RE: Stronger safeguard for archive recovery not to miss data

From: "osumi(dot)takamichi(at)fujitsu(dot)com" <osumi(dot)takamichi(at)fujitsu(dot)com>
To: 'Kyotaro Horiguchi' <horikyota(dot)ntt(at)gmail(dot)com>, "masao(dot)fujii(at)oss(dot)nttdata(dot)com" <masao(dot)fujii(at)oss(dot)nttdata(dot)com>
Cc: "david(at)pgmasters(dot)net" <david(at)pgmasters(dot)net>, "pgsql-hackers(at)lists(dot)postgresql(dot)org" <pgsql-hackers(at)lists(dot)postgresql(dot)org>, "laurenz(dot)albe(at)cybertec(dot)at" <laurenz(dot)albe(at)cybertec(dot)at>
Subject: RE: Stronger safeguard for archive recovery not to miss data
Date: 2021-04-01 03:45:57
Message-ID: OSBPR01MB488886DB12B35261CDB44DBAED7B9@OSBPR01MB4888.jpnprd01.prod.outlook.com
Views: Raw Message | Whole Thread | Download mbox | Resend email
Thread:
Lists: pgsql-hackers

Hi,

On Wednesday, March 31, 2021 3:06 PM Kyotaro Horiguchi <horikyota(dot)ntt(at)gmail(dot)com> wrote:
> At Wed, 31 Mar 2021 15:03:28 +0900 (JST), Kyotaro Horiguchi
> <horikyota(dot)ntt(at)gmail(dot)com> wrote in
> > At Wed, 31 Mar 2021 02:11:48 +0900, Fujii Masao
> > <masao(dot)fujii(at)oss(dot)nttdata(dot)com> wrote in
> > > > So, I would revert all the changes in xlog.c except changing the
> > > > warning to an error:
> > > > - ereport(WARNING,
> > > > - (errmsg("WAL was generated with
> > > > wal_level=minimal, -data may be missing"),
> > > > - errhint("This happens if you temporarily set
> > > > -wal_level=minimal without taking a new base backup.")));
> > > > + ereport(FATAL,
> > > > + (errmsg("WAL was generated with
> > > > wal_level=minimal, cannot continue recovering"),
> > > > + errdetail("This happens if you temporarily
> > > > +set
> > > > wal_level=minimal on the server."),
> > > > + errhint("Run recovery again from a new
> base
> > > > backup taken after setting wal_level higher than minimal")));
> > > I guess that users usually encounter this error because they have
> > > not taken base backups yet after setting wal_level to higher than
> > > minimal and have to use the old base backup for archive recovery. So
> > > I'm not sure how much only this HINT is helpful for them. Isn't it
> > > better to append something like "If there is no such backup, recover
> > > to the point in time before wal_level is set to minimal even though
> > > which cause data loss, to start the server." into HINT?
> >
> > I agree that the hint doesn't make sense.
>
> For the primary case,
>
> > HINT: Restart with archive recovery turned off. The past backups are no
> longer usable. You need to take a new one after restart.
> >
> > If it's the replica case, it would be..
> >
> > HINT: Start from a fresh standby created from the curent primary server.
>
> Start from a fresh backup...
Thank you for sharing your ideas about the hint. Absolutely need to change the message.
In my opinion, combining the basic idea of yours and Fujii-san's would be the best.

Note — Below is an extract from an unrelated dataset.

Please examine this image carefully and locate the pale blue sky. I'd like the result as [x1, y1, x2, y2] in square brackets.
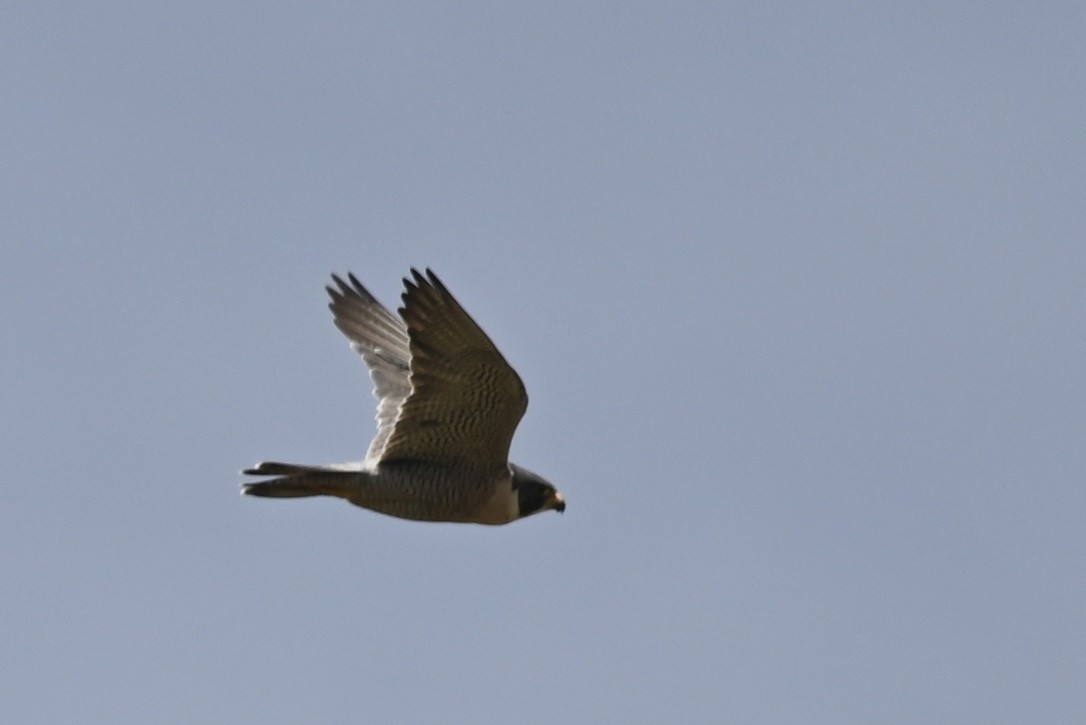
[3, 3, 1084, 722]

Updated the patch and made v05. The changes I made are

* rewording of errhint although this has become long !
* fix of the typo in the TAP test
* modification of my past changes not to change conditions in CheckRequiredParameterValues
* rename of the test file to 024_archive_recovery.pl because two files are made
since the last update of this patch
* pgindent is conducted to check my alignment again.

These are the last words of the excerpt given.